Flex (RB/WR): Jahvid Best, RB, Detroit
It was a difficult decision to put Best on the list because we all knew about his injury issues. However, since he attempted to play through the pain and continued to receive touches, Best not only remained in consideration for flex slots, but also kept another back from assuming a full workload. He finished with 1,042 total yards overall (555 rushing) with six touchdowns. Five of his six touchdowns came in the season’s first two games. Best did catch 58 passes to help those in PPR leagues.
Tight end: Visanthe Shiancoe, Minnesota
Last year’s red zone monster became an afterthought in the Vikings’ train wreck of a 2010 season. Shiancoe nearly matched his reception and receiving yardage totals of 2009 (down nine receptions and 36 receiving yards), but scored nine fewer touchdowns.

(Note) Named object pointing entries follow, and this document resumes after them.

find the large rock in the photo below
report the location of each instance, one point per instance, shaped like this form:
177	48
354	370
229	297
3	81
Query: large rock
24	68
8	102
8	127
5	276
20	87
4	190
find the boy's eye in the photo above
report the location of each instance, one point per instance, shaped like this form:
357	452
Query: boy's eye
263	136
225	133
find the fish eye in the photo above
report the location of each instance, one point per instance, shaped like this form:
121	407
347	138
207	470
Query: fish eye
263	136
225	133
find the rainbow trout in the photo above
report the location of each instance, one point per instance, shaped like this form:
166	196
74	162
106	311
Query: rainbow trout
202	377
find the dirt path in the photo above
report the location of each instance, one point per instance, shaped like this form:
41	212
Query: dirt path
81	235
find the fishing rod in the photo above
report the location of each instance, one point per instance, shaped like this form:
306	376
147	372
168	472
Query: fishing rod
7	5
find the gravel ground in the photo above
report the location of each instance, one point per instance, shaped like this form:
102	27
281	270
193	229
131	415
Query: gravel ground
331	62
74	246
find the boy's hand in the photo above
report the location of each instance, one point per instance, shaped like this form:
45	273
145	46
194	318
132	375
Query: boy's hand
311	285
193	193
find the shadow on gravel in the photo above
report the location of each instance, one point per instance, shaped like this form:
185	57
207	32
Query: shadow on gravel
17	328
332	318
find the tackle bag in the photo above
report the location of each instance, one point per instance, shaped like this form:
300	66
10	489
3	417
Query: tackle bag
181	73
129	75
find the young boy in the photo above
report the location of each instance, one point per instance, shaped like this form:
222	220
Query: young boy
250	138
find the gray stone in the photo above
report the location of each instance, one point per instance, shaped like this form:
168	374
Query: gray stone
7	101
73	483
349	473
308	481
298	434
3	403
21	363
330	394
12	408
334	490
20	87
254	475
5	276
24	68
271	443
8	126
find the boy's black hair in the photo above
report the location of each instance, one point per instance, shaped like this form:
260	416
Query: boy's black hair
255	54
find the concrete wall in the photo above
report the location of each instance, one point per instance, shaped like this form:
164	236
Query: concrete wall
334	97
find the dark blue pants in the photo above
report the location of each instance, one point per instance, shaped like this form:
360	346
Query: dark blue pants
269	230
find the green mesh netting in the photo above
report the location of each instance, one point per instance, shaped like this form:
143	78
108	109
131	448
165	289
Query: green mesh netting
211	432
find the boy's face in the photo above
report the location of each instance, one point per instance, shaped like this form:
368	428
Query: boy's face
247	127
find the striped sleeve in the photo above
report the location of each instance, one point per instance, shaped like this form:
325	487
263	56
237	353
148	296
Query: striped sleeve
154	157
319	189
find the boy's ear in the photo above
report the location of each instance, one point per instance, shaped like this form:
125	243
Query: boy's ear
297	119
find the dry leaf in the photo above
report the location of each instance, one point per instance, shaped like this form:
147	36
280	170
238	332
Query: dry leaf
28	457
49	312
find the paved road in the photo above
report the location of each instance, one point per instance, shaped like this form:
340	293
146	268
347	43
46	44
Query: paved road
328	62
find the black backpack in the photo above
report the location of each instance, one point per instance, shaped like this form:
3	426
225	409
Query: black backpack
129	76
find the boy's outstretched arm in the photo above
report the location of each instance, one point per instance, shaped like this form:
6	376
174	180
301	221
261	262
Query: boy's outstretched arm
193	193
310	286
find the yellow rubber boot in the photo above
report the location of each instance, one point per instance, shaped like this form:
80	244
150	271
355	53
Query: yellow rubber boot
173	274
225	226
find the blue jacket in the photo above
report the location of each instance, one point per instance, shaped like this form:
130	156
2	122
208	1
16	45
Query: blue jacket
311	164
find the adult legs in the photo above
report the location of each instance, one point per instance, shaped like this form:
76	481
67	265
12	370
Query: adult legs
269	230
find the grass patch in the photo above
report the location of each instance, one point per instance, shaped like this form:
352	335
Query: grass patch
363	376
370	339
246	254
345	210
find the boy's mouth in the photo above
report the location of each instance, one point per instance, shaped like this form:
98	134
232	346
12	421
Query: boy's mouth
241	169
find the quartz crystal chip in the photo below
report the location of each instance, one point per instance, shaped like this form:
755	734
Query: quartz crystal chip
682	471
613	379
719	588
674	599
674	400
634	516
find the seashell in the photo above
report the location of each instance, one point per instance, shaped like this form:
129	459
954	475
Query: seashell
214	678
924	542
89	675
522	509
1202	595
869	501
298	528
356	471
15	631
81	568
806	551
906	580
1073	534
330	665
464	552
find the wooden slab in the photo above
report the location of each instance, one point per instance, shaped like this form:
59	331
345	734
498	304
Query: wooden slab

Kicker: Lawrence Tynes, New York Giants
No other kicker jumped off of the page, so Tynes ended up getting pushed ahead of the fray. He converted 43 extra points this season, but was limited to just 19 field-goal makes (with five multi-field goal games). Tynes offered a decent baseline with those frequent extra points, but he was limited to those five big games.
D/ST: Minnesota Vikings
I already used my “fly to Mississippi and B.A. Baracus Brett Favre” joke earlier, so I’ll just look at the stats here. The Vikings generated 31 sacks (tied for 20th in the NFL) and ranked 18th in total defense (21.8 points allowed per game). Jared Allen did record 11 sacks, so those in IDP leagues had something to celebrate.